I am trying to fine-tune Tacotron-DDC-130k on LJSpeech on the Arabic dataset using the phonemizer. Arabic is supported under ar tag.
During the training, these warnings didn’t stop for the entire epoch:
[WARNING] extra phones may appear in the "ar" phoneset
[WARNING] language switch flags have been removed (applying "remove-flags" policy)
[WARNING] 1 utterances containing language switches on lines 1
[WARNING] extra phones may appear in the "ar" phoneset
[WARNING] language switch flags have been removed (applying "remove-flags" policy)
[WARNING] 1 utterances containing language switches on lines 1
[WARNING] extra phones may appear in the "ar" phoneset
[WARNING] language switch flags have been removed (applying "remove-flags" policy)

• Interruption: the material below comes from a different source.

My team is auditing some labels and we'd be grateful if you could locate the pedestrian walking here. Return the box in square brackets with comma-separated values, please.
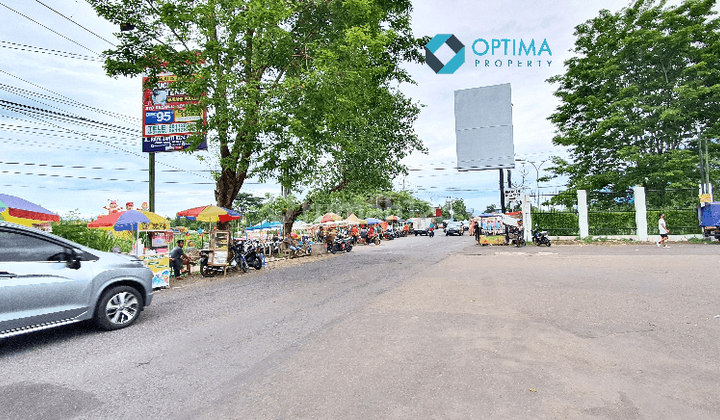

[WARNING] 1 utterances containing language switches on lines 1
[WARNING] extra phones may appear in the "ar" phoneset
[WARNING] language switch flags have been removed (applying "remove-flags" policy)
[WARNING] 1 utterances containing language switches on lines 1
............
Where the problem came from? I mean is there anything to change before training except these parameters:
text_cleaner: phoneme_cleaners
use_phonemes: true
phoneme_language: ar
I think it may be related to text cleaning Any help?
Thank you
You also have that as an issue, please close the issue if you continue here. Otherwise it is hard for people to follow.
Just to understand, you are using a 130k TacoDDC trained on LJSpeech English and you want to transfer that to Arabic with how much material?
The warning states that there is a mix of languages (not ar in this case) in your input. And the flags (e.g. <en>...</en>) for that have been removed. Do you have mixed material?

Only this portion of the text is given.